Billboard reports that Russian police have opened a probe into the collecting society RAO, which allegedly embezzled 500 million roubles ($7.4 million at the current exchange rate). The probe is centered on allegations that RAO, Russia's sole state-accredited collection society for authors’ rights royalties, embezzled some of the royalty fees it had collected by buying real estate and later transferring it to a shell company. According to reports, between 2007 and 2011, RAO purchased four buildings in central Moscow, which later changed hands several times, ending up in the possession of several other companies and individuals. The investigation comes at a time when the Russian government is controversially pushing RAO to merge with two other state-accredited collecting societies, VOIS (which deals with neighbouring rights) and RSP (which collects a one-percent tax on imports of electronic devices that can be used for copying content).

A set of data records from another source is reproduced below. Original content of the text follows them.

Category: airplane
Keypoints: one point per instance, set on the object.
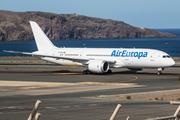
(97, 60)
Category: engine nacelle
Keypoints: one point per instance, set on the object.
(98, 66)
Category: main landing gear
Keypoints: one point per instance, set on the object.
(160, 71)
(89, 72)
(86, 72)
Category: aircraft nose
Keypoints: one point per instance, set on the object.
(172, 62)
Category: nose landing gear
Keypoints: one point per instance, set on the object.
(160, 71)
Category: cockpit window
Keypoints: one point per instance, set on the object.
(166, 56)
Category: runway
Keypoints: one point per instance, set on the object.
(66, 93)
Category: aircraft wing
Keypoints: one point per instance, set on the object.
(55, 56)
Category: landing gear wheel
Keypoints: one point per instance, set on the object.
(109, 71)
(85, 72)
(159, 72)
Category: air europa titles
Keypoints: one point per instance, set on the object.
(126, 53)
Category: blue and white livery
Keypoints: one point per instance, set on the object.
(98, 60)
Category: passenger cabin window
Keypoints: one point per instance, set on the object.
(166, 56)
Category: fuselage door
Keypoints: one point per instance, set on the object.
(152, 57)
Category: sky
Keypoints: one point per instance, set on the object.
(153, 14)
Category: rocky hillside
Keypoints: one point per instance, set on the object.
(15, 26)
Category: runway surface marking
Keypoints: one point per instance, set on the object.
(135, 78)
(35, 85)
(75, 84)
(162, 91)
(66, 73)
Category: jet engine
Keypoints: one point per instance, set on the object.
(98, 66)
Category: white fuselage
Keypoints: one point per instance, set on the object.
(117, 57)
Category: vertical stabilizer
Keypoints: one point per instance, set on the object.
(42, 41)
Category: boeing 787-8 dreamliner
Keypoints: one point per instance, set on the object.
(98, 60)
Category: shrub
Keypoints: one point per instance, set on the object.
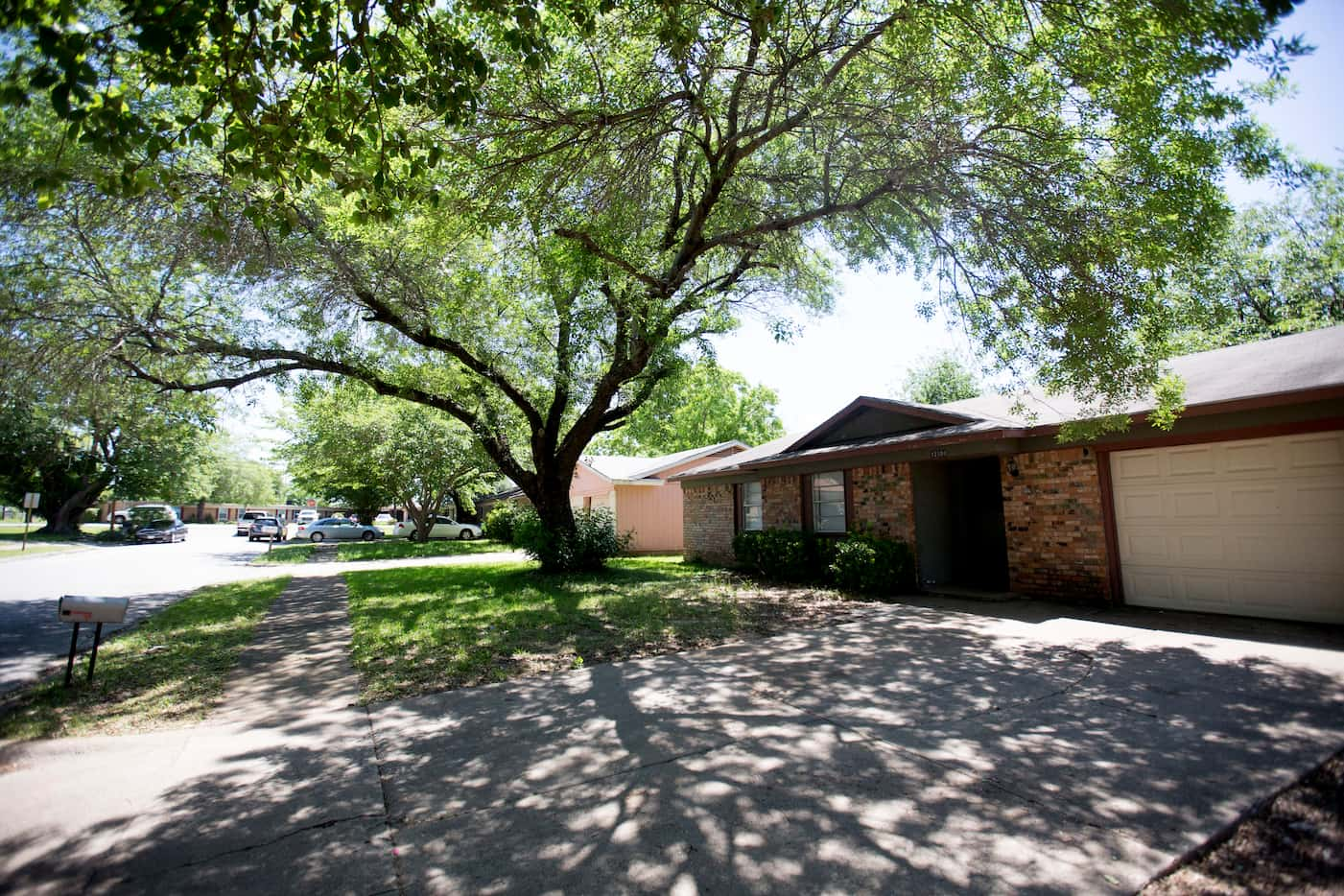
(587, 549)
(500, 523)
(785, 555)
(870, 564)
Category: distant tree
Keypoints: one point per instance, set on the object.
(939, 379)
(128, 442)
(234, 479)
(1280, 269)
(703, 405)
(352, 446)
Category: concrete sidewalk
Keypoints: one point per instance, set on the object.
(926, 748)
(277, 789)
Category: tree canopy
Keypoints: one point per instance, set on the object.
(352, 446)
(538, 268)
(939, 379)
(702, 405)
(1280, 269)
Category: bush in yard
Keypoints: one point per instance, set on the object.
(589, 547)
(870, 564)
(785, 555)
(500, 523)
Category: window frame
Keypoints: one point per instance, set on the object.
(816, 503)
(743, 524)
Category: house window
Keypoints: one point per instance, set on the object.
(828, 503)
(753, 516)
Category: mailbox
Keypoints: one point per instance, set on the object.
(98, 610)
(76, 609)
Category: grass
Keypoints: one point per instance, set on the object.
(13, 532)
(424, 629)
(287, 554)
(10, 551)
(398, 549)
(167, 671)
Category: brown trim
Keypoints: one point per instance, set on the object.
(1267, 430)
(1108, 524)
(805, 496)
(848, 499)
(865, 402)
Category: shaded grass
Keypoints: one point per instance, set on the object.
(429, 629)
(167, 671)
(12, 551)
(398, 549)
(287, 554)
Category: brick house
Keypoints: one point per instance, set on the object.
(1237, 509)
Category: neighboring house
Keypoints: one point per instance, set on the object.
(1238, 509)
(636, 489)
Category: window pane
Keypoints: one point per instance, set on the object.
(828, 503)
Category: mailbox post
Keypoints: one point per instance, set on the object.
(97, 610)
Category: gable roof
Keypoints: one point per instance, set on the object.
(620, 466)
(911, 415)
(1283, 365)
(1289, 368)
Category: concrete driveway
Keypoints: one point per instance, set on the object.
(926, 748)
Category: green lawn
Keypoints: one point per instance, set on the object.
(287, 554)
(398, 549)
(425, 629)
(11, 551)
(167, 671)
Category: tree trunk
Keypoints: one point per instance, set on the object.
(70, 509)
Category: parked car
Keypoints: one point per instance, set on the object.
(166, 530)
(247, 519)
(143, 512)
(267, 527)
(336, 530)
(445, 527)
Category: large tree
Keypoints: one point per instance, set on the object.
(700, 405)
(938, 379)
(535, 269)
(349, 445)
(1280, 269)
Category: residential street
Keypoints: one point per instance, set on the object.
(153, 576)
(931, 747)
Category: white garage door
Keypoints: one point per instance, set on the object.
(1253, 527)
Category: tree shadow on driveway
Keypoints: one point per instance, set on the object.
(918, 750)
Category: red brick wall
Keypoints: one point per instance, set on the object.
(707, 517)
(1052, 512)
(781, 500)
(884, 502)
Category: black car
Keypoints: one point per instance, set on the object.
(163, 530)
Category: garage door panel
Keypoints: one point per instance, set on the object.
(1310, 453)
(1136, 466)
(1254, 457)
(1252, 527)
(1195, 506)
(1192, 461)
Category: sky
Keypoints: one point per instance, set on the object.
(874, 335)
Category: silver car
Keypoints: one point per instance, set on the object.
(338, 530)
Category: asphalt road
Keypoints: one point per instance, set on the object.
(153, 576)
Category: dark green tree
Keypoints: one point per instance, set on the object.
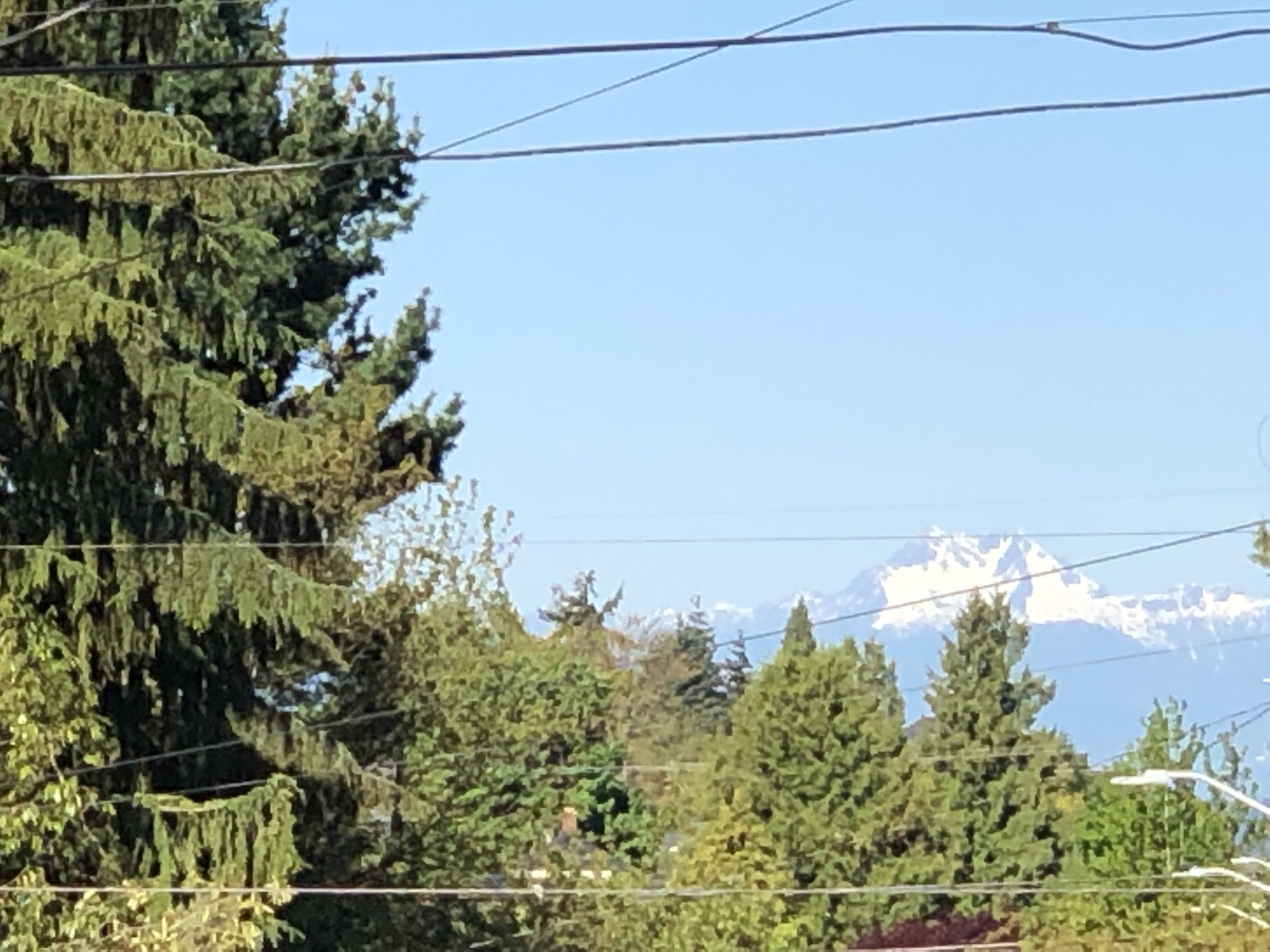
(991, 781)
(488, 737)
(818, 742)
(799, 638)
(736, 672)
(1145, 836)
(704, 692)
(167, 484)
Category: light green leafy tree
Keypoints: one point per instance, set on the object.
(1138, 838)
(731, 851)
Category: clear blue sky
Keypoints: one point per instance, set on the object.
(907, 323)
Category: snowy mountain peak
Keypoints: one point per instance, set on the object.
(906, 592)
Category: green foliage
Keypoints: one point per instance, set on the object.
(736, 672)
(991, 789)
(163, 477)
(799, 639)
(489, 737)
(1140, 837)
(703, 692)
(732, 851)
(818, 740)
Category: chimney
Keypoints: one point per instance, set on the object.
(569, 822)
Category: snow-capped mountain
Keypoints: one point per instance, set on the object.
(1112, 655)
(1050, 594)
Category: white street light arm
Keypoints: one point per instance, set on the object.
(1254, 920)
(1204, 873)
(1165, 779)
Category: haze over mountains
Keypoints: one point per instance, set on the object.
(1207, 647)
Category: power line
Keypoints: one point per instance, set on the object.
(648, 144)
(1005, 889)
(907, 507)
(839, 131)
(1151, 17)
(100, 9)
(331, 61)
(628, 82)
(1028, 577)
(403, 711)
(247, 544)
(48, 25)
(910, 537)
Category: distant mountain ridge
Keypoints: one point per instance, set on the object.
(1108, 653)
(956, 563)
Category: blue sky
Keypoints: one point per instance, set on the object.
(898, 327)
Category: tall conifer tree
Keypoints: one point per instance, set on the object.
(167, 487)
(818, 740)
(993, 777)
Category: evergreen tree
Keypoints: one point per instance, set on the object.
(818, 742)
(489, 735)
(991, 784)
(1145, 836)
(167, 478)
(737, 672)
(799, 639)
(703, 692)
(732, 850)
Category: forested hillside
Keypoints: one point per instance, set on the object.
(234, 717)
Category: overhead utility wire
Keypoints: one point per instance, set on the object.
(898, 507)
(648, 144)
(402, 711)
(48, 25)
(652, 46)
(1028, 577)
(1004, 889)
(632, 541)
(628, 82)
(908, 537)
(839, 131)
(1156, 17)
(102, 9)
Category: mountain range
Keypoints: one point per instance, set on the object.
(1109, 654)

And finally - can you copyright an ink splatter? Well it seems Getty Images thinks you can: The Register reports that "Venerable hacker publication 2600 is fighting off what looks like an early candidate for the most egregious copyright infringement accusation of 2015". It seems that 2600 used an ink-splatter effect in 2012 and now group called Trunk Archive – ultimately owned by Getty Images – claims the image is theirs and the use was spotted by their crawler bots - and the use is infringing - with 2600 saying "We thought it was a joke for almost an entire day until one of us figured out that they were actually claiming our use of a small bit of ink splatter that was on one of their images was actionable". The ink splatter is in the bottom right section of the 2600 publication. In a twist, BoingBoing say that the ink spaltt isn't even Getty's - tracing the source of the ink splotches to a Finnish artist. More here.
Getty are also facing flak after demanding nearly $1,000 for one year's use of an image of a penguin that is actually part of a 'semi-popular' internet meme, better known as the Socially Awkward Penguin from a German Blog. Itb seems the issue is that the penguin itself could have been plucked from a photograph taken by George Mobley for National Geographic - although its now just a simplified cartoon penguin. Getty justified its actions to the DailyDot saying “Getty Images has an immense responsibility to the 200,000+ artists we work with to ensure that their work is properly licensed when used by commercial entities. Bear in mind that many artists themselves are small businesses, and are entitled to be paid for their work.” and pointing to the image embed tool that it launched last year.